Friday, January 1, 2016

Eversource: Unintended consequences of a name change.

Prologue:

I wrote a draft of this blog entry while working a problem with automatic bill payment through Ally Bank, but never published it because I wasn't sure there was value to others in my doing so.  Today, I've decided to update and publish the entry as background for a larger article I'm working on that details the ongoing problems with the Bill Pay service on offer from Ally Bank.

The particular problem I had seems to be re-occurring, this time with a different back end provider for Ally Bank.  That situation will be detailed in a subsequent Article.  So this one is more relevant for an inventory of what can go wrong, and what did go wrong in the past.

Background:

Following excellent financial advice, I'm trying to put as much of my financial management on auto-pilot.  One way to do this is to have my bank auto-pay my bills.  My bank even has the ability to say, "If the bill is larger than X don't pay more."  I think that's a really good safeguard.

The Problem:

Starting 22 May 2015,  auto-pay broke for Eversource, formerly NSTAR.

Here is what I experienced:

I got email from Ally Bank saying they could not sign onto NSTAR to fetch my bill.
I signed on and confirmed that.
I signed onto NSTAR and thought I could easily solve the problem.

When I signed onto the NSTAR web site, I was taken to the Eversource migration assistant to create a new account on the Eversource web site.  This annoyed me.  If a company is going to change who they outsourced my services to, they should migrate their database and I should not have to be involved.

However, having said that, I would have to agree that service providers should not keep my passwords in clear text for migration.
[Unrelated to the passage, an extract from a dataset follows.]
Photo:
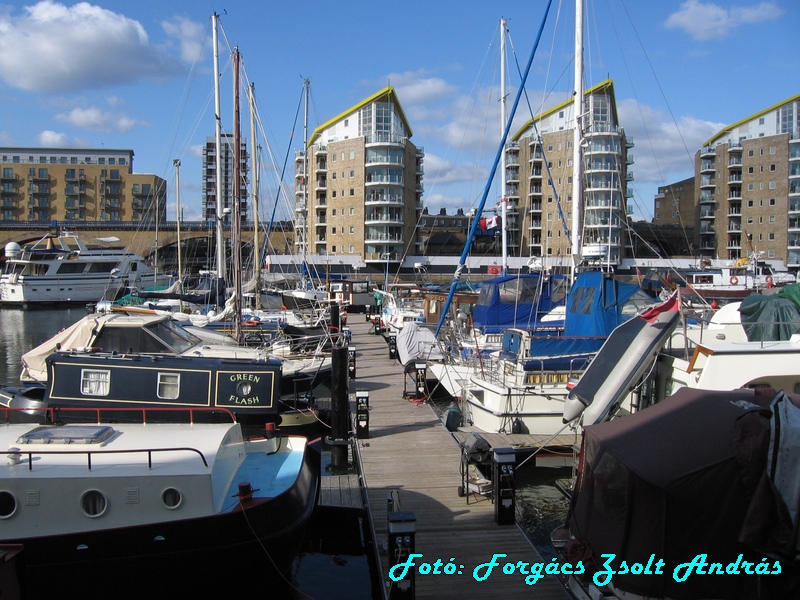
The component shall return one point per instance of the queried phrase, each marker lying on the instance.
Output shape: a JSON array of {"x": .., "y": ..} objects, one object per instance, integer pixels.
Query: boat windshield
[{"x": 161, "y": 336}]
So if they can't migrate my encrypted identity, then ok, send me to a migration page to create new credentials that can be verified but NOT dumped back out in the clear.
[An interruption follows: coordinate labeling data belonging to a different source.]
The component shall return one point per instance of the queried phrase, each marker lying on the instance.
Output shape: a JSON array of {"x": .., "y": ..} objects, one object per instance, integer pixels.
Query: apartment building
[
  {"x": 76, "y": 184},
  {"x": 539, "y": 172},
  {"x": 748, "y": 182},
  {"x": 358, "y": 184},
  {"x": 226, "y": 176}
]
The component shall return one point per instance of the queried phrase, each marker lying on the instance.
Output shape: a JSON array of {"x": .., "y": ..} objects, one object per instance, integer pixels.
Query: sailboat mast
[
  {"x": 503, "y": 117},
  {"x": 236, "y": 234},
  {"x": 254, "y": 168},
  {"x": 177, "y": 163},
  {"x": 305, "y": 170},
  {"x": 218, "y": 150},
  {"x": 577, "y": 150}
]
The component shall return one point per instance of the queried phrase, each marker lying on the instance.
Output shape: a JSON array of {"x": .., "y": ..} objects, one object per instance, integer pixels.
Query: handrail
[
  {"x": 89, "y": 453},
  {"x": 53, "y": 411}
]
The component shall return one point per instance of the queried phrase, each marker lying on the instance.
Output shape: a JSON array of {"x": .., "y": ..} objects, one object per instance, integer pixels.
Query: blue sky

I signed back on to my Ally Bank, and re-ran the account verification.  This time it said it was successful.

Except it wasn't.

Multiple times running the verify sign-on, all successful.
But every time I went back to my list of payees: "Please verify sign-on."

Ally Bank's solution: Delete and re-create the payee.
I did that, and along the way I saw they'd not fixed the bug I reported last year when I created the payee the first time.
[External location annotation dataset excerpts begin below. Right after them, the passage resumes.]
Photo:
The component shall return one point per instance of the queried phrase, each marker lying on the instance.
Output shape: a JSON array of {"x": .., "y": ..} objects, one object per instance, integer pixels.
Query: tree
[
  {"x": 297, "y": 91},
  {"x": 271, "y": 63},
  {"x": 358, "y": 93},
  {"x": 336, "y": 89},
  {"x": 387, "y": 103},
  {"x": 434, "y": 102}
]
If your payee database recognizes my payee do NOT make me supply the address and telephone number.  You have it.  Use it.

Anyway, I re-created the payee.
Same problem: Verify -> Success reported -> Please Verify.

Ally Bank's solution: Create a custom payee.
I pointed out that only payees known in their database can do auto-pay so this
was a non-solution.

Here is what I think is going on:

Ally Bank tried to get my bill this month and hit the migration assistant.
When I migrated my account basic login became possible.
But NSTAR changed where my bank needed to go to fetch bills.
The third party system used by my bank does not have an updated record for how to fetch ebills from Eversource.

So auto-pay is broken until the bill paying service updates their database to deal with how NSTAR changed to Eversource behind the scenes and broke it.

Next time you change your name, think about the consequences and get everybody on the same page.

Epilogue:

After several conversations with several supervisors, on 9 June, my problem went to my Ally Bank's Executive Resolution group, but still required multiple emails and calls to get them to admit they were actually working with their third party billing back end provider to fix the problem.

When I received an email from Ally Bank saying they'd fixed the problem, I had to forward them the failure email received on 24 June showing things were still broken and that they didn't know it. Finally, on 26 June I got email from the Ally Bank auto-pay system showing a successful restart of the service that broke on 22 May.

I wonder how many users of my bank's auto-pay simply took their business elsewhere through the month of June while I foolishly worked at dragging them, kicking and screaming to a fix for a broken service.

Future topics I'm considering:


  • EDI is not hard but Checkfree and nationalgrid refuse to play well together.
  • nationalgrid online payments are all about their convenience and never about my protection.
  • Online Banking usability considerations.